Date Published: April 8, 2019

Author: Boston Globe Editorial

As Beacon Hill policy makers set about crafting a new education-funding scheme, developments of the last few weeks underscore the need to marry increased state funding with new accountability tools.

One is a report that compares educational progress in Lawrence over the last seven years with the far less impressive rate of improvement in Boston — and emphasizes the importance of smart, status-quo-disrupting interventions in boosting school performance.

A second is the news that New York City Mayor Bill de Blasio is abandoning a signature education initiative that emphasized more resources over reform, after a $773 million, multi-year turnaround effort targeting nearly 100 underperforming schools failed to produce anything close to the desired improvements. Its failure should be a warning for those in Massachusetts pushing for a big funding boost with no strings attached.

A third is a revealing new e-missive that helps highlight the lack of seriousness that continues to characterize the Massachusetts Teachers Association, a union once influential in collaborative education policy-making.

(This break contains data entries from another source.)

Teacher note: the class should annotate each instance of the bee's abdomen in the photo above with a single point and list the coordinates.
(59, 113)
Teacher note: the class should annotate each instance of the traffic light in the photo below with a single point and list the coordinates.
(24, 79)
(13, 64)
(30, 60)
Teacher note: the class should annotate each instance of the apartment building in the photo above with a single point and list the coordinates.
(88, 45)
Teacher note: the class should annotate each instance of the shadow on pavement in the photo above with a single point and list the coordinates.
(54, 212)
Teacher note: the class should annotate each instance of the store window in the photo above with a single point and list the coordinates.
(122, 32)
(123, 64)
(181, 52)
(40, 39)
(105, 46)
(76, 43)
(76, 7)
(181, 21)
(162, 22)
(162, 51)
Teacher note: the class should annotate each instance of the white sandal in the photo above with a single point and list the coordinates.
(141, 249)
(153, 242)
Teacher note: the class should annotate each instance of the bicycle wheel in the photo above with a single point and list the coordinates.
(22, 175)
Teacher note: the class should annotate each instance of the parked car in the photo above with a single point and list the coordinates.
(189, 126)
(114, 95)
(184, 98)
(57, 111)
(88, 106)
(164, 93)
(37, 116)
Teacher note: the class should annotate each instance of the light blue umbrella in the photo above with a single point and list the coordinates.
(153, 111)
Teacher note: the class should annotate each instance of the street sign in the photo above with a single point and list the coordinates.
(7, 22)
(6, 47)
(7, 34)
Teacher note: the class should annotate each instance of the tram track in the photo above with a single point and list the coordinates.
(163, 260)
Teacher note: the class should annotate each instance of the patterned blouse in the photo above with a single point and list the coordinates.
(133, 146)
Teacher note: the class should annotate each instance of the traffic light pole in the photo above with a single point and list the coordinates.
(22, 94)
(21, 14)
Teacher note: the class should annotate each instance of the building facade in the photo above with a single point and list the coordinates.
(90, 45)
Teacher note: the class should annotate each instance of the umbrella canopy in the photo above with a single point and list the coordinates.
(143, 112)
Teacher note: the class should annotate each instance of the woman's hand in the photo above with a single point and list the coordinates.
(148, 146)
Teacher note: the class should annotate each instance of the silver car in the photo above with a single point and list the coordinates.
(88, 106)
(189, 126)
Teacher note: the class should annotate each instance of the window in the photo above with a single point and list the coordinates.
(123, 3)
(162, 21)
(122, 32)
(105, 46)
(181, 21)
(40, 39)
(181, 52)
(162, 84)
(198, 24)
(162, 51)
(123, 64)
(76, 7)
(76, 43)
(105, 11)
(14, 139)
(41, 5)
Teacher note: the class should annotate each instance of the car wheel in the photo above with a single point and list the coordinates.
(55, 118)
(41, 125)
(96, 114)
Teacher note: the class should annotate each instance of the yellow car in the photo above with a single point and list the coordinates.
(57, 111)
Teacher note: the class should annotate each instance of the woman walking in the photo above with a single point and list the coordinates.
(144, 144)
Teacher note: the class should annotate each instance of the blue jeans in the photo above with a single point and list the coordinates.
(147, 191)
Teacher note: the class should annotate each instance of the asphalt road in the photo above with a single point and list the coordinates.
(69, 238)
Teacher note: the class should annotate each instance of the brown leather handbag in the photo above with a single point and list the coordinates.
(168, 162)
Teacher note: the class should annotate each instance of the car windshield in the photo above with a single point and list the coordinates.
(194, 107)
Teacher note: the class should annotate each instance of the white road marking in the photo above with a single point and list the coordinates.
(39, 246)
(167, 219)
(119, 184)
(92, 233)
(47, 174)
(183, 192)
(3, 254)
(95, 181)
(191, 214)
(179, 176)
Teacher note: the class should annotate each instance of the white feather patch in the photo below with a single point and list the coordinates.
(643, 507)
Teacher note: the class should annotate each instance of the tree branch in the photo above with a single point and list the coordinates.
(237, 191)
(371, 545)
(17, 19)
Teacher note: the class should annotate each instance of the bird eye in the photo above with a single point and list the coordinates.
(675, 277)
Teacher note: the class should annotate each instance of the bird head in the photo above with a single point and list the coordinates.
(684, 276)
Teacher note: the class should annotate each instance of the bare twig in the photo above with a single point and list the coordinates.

Jumping on one ill-conceived MCAS essay-topic instruction — a question the state has now tossed — MTA president Merrie Najimy and vice president Max Page last week sent out an e-mail blast urging MTA members to “flood the phone lines and inboxes of members of the Board of Elementary and Secondary Education to demand that DESE cancel the 10th-grade MCAS . . . and implement a moratorium on high-stakes testing.” The transparent expedience on display in trying to use one MCAS question to further the MTA’s goal of eliminating the accountability cornerstone of education reform speaks volumes. The MTA, of course, is a leading member of the coalition demanding that new state education dollars come with no strings attached.

All that should help focus the Massachusetts debate. Governor Charlie Baker wants new state aid to come with new policy tools — both carrots and (mild) sticks — to help spur change in struggling schools.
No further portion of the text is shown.